Now - decades later - the labor movement is grappling with challenges as varied as national debates about health-care reform and the Employee Free Choice Act and struggles within the struggle to gain a voice in the workplace. More mundane phenomena seem almost as significant, as the unemployment rate remains bothersome and consumer prices continue to hammer away at working Americans' failure to achieve wages that match inflation.
Regarding membership: The AFL-CIO reports that its member unions now have 8.3 million members, which don't count the breakaway unions in the Change To Win coalition nor unaffiliated groups such as the National Education Association. That number also doesn't include the 3 million more Americans who pay nominal dues to the AFL-CIO's Working America organization for people who can't yet join labor unions.
Thirty-five years ago, the AFL-CIO had 12.6 million members, which grew to 12.9 million members before Change To Win was formed four years ago. The Bureau of Labor Statistics says their most recent data show that 12.4% of the U.S. labor force belongs to labor unions - about one-third of labor's high point in the 1950s.
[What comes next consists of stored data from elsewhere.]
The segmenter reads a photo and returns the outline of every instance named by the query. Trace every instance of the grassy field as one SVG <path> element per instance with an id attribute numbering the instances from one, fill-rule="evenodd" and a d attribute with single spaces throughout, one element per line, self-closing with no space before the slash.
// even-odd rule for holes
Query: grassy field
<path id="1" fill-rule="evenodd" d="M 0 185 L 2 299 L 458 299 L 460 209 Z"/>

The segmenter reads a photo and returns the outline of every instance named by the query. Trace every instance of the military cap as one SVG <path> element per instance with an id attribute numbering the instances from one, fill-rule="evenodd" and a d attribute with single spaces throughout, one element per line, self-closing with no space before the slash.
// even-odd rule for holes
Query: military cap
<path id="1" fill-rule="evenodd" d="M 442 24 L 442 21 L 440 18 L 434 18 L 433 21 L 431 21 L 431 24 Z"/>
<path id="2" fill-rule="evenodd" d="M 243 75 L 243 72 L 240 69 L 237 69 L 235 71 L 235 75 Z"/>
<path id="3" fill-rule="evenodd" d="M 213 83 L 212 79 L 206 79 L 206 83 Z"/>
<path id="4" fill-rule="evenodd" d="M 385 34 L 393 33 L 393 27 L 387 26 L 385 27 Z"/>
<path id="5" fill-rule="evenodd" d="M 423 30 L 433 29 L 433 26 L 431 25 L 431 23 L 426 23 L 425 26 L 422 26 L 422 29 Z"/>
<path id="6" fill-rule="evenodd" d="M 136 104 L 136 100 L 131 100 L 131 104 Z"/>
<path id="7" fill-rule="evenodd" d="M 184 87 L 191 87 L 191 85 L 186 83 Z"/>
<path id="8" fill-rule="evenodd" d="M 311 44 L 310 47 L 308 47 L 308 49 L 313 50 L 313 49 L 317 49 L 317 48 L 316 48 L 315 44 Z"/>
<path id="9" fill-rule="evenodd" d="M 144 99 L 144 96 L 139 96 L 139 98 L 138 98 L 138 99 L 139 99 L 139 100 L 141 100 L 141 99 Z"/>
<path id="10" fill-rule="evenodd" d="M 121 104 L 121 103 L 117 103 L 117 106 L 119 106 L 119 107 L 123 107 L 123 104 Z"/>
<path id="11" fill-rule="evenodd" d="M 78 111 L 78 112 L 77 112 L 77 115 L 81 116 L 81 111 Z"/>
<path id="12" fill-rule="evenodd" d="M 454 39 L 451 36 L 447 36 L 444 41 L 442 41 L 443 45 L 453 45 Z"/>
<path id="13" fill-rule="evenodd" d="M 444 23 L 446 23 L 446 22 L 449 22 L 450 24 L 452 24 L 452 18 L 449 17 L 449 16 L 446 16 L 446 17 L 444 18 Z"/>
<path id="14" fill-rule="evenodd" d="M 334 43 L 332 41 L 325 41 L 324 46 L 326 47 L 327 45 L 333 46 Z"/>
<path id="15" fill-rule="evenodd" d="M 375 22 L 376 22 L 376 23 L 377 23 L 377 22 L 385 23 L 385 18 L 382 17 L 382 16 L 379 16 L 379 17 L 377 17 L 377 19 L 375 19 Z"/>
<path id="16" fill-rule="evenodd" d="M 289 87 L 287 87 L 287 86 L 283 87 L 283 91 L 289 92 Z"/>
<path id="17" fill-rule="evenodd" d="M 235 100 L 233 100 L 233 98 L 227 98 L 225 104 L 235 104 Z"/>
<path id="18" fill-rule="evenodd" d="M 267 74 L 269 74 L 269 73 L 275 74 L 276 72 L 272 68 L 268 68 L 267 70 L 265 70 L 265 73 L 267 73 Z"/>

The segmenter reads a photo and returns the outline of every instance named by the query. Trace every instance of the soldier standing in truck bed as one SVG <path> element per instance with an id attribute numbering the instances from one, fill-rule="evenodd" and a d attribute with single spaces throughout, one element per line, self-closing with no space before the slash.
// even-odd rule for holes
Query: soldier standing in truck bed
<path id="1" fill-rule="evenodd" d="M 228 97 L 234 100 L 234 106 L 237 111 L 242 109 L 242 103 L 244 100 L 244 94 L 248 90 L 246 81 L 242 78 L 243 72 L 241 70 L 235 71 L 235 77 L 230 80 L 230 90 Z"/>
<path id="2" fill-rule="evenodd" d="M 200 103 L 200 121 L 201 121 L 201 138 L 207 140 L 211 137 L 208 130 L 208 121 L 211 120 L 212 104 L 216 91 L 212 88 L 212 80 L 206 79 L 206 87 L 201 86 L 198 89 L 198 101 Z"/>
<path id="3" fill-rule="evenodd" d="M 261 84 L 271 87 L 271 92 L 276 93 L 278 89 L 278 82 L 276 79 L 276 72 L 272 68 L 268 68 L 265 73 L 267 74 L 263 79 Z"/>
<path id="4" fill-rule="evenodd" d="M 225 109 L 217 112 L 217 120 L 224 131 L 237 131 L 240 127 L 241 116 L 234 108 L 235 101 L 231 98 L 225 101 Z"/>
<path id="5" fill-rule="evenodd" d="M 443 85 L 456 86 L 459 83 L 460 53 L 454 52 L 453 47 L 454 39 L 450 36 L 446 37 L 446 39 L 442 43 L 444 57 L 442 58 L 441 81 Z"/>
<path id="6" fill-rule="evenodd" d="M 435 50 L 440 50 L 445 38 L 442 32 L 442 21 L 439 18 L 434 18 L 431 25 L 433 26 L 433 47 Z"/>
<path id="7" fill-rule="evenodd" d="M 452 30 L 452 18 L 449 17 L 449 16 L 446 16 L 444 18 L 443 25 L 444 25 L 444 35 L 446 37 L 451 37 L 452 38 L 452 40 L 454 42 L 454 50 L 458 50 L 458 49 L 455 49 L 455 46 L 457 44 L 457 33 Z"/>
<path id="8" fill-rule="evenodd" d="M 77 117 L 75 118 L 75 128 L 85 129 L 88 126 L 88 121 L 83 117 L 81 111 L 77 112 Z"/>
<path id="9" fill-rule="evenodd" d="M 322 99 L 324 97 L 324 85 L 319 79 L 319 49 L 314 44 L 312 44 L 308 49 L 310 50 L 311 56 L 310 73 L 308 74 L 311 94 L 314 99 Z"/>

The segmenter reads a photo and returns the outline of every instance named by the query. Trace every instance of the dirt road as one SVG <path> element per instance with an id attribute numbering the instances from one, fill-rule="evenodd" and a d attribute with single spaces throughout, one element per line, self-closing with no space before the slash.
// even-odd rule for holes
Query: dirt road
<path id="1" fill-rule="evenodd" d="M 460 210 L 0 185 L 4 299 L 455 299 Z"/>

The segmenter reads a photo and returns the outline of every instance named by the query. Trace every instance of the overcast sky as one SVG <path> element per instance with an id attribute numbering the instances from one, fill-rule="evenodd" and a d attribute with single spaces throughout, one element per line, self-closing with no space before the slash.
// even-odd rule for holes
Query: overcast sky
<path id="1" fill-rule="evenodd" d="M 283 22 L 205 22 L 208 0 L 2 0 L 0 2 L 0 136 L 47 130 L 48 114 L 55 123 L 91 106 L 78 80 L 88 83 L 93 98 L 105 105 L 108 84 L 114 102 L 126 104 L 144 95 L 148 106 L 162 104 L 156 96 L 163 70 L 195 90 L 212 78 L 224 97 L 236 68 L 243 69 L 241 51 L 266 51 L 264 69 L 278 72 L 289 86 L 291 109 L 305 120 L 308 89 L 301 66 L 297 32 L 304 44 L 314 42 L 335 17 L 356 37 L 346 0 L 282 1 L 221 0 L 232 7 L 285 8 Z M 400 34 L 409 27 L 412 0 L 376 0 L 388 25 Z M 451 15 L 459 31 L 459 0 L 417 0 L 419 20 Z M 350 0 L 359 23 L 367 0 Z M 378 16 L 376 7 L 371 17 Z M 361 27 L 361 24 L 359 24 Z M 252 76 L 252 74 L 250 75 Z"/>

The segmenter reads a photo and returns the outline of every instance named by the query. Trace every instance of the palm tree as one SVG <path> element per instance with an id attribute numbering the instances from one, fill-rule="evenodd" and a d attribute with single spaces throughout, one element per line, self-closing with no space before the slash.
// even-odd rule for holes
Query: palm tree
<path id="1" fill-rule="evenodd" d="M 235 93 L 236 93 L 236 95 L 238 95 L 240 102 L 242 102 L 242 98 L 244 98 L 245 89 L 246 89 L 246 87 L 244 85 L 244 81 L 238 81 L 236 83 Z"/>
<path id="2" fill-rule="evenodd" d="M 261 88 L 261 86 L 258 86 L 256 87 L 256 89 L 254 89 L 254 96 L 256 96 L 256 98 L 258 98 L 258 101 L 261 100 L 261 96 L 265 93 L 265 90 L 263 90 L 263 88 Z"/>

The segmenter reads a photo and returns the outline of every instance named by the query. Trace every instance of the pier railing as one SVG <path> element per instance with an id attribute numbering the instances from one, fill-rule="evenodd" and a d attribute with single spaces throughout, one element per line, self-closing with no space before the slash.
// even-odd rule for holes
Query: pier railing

Illinois workers fare better, with 16.6% of workers belonging to unions, BLS says. Ten states have higher percentages.
Regarding trade: Since George W. Bush was named U.S. President, the nation has accumulated $3.8 trillion in trade deficits in manufacturing - about twice as much as trade deficits for oil and gas, according to The American Conservative magazine. Its founder, Pat Buchanan, criticizes giant corporations such as Wal-Mart (which he dubs "the Chinese outlet store") as complicit in the problem.
Buchanan writes, "Our trade deficit with China in manufactured goods [is] $1.58 trillion over those eight years - roughly equal [to] the entire U.S. trade deficit for oil and gas."
On joblessness: Reflecting Big Business' disloyal attitude to the country, factories in September shed 51,000 more jobs, adding to a decade-long downturn in manufacturing, "much of it due to subsidized foreign imports, such as Chinese tires," reports Press Associates, Inc. "Factories are now down 11.7 million workers. Unemployment among factory workers is 11.9%."
Overall, the U.S. jobless rate in September was up to 9.8%, with 214,000 more unemployed Americans, now totaling more than 15 million people.
Add to this crisis the substantial number of Americans who no longer "count" in unemployment data - people who work part-time but would prefer full-time jobs, and those considered "discouraged" and no longer looking for work, and about 17% of all U.S. workers are jobless, PAI reports.
About consumer prices: The federal Consumer Price Index for urban areas went up 0.4% in the BLS' most recent report, "driven by a 9.1% rise in the gasoline index" in a month, according to Steve Reed of the BLS. Elsewhere, prices for medical care commodities were up 3.7% from a year ago; medical care in general was up 3.3% in the last 12 months.
Today, U.S. workers may be at a crossroads, where we can look back at genuine achievements such as wage and hour laws that set the workweek and provided for overtime pay for hours worked over 40, or we can see the disastrous consequences of Wall Street trickery that led the economy astray before.
From here, workers must organize to collectively press for reform, whether at the polling place or workplace. That will show greater numbers in membership rolls and, much more importantly, progress at home and in society.